What is the first thing to consider in a low cholesterol diet? Knowing the purpose of a low cholesterol diet will make you adhere to it more sincerely. Then before indulging in any strict diet, low cholesterol diet included, you have to know why some foods are safe to eat and why some are not.

So why go on a low cholesterol diet? The main reason for most people who are on a low cholesterol diet is because they have high blood cholesterol levels. As your doctor will most probably explain to you, the body’s liver produces just enough cholesterol needed to carry out its functions. Cholesterol from outside sources is normally not necessary. Rich outside sources of cholesterol are the foods from animals like poultry and dairy products.

A low cholesterol diet doesn’t necessarily mean the absence of cholesterol in one’s foods. According to health experts, a low cholesterol diet aims to: decrease the total dietary fat, particularly saturated fat; decrease dietary cholesterol intake; limit sodium intake; increase fiber complex carbohydrates intake; and decrease calories to achieve a healthy weight.

Furthermore, experts believe that low cholesterol diet focuses more on the reduction of saturated fat intake than the dietary cholesterol intake. This is so because saturated fats are found out to be much more effective in raising cholesterol levels than dietary cholesterol itself. It was also discovered that these saturated fats drive the liver to produce four times more cholesterol from the foods we eat. Cholesterol in the body is basically taken from different nutrients but most so from saturated fats.

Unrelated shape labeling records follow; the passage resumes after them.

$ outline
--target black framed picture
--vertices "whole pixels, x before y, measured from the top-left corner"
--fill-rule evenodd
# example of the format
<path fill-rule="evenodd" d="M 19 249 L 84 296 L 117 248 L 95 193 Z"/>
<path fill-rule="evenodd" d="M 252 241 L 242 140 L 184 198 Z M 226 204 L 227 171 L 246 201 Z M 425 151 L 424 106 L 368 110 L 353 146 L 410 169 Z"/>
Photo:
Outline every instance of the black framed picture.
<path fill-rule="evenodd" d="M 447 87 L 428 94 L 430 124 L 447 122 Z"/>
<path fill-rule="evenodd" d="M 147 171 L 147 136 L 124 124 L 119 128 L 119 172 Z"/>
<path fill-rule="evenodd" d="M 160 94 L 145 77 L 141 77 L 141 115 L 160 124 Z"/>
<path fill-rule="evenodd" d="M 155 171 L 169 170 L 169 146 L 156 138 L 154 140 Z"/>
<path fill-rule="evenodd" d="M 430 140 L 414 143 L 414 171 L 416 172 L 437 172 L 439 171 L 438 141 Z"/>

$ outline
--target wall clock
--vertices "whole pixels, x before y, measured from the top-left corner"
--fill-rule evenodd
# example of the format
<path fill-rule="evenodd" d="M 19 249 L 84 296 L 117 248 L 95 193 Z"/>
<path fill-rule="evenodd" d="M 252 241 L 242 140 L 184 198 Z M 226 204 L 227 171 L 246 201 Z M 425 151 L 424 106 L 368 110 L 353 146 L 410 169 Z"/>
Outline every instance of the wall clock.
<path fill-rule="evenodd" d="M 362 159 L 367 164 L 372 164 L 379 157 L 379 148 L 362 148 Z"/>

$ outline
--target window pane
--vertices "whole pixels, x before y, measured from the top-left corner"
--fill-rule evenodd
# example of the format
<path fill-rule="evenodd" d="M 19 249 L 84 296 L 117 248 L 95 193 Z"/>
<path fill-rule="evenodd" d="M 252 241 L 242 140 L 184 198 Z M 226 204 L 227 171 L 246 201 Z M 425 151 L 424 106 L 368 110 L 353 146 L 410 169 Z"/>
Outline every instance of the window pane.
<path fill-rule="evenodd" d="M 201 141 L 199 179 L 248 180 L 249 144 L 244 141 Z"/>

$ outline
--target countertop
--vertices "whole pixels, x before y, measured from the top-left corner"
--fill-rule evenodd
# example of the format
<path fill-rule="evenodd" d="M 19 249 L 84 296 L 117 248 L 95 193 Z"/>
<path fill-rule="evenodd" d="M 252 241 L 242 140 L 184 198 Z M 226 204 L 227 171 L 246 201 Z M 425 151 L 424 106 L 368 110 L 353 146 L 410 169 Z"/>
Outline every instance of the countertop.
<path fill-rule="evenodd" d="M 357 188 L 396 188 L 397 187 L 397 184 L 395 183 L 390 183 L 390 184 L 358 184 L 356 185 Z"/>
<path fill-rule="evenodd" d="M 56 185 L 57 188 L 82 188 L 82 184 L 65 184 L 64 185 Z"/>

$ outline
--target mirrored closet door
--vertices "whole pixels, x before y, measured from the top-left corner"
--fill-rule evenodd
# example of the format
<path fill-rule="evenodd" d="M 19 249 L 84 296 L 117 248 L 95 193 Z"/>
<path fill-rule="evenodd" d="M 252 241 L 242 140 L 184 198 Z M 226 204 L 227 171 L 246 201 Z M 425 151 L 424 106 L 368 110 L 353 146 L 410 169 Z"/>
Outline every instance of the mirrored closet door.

Not all dietary fats are harmful. The unsaturated fats (polyunsaturated or monounsaturated) in our low cholesterol diet, sourced mostly from plants, can actually help in lowering down cholesterol levels. It is easy to tell the difference between these two dietary fats. The harmful saturated fats stay solid at room temperature while the unsaturated fats do not.

When you are on a low cholesterol diet, be aware of the term “hydrogenated vegetable oil” on food labels. Since hydrogenation is a process in making oils solid at room temperatures, hydrogenated vegetable oils are then considered as saturated regardless of the vegetable content. These hydrogenated vegetable oils are used as ingredients in snack foods, baked goods, and margarine, all of which should not be a part of your low cholesterol diet.

People who need to lower their cholesterol levels should not only limit their cholesterol management plan to adhering to a low cholesterol diet. Lifestyle changes which includes engaging in physical activities, quitting smoking, and achieving a healthy weight should be in their list too. Reading food labels may take up a lot of your time, however, it can also enlighten you that the foods you are eating are safe and healthy.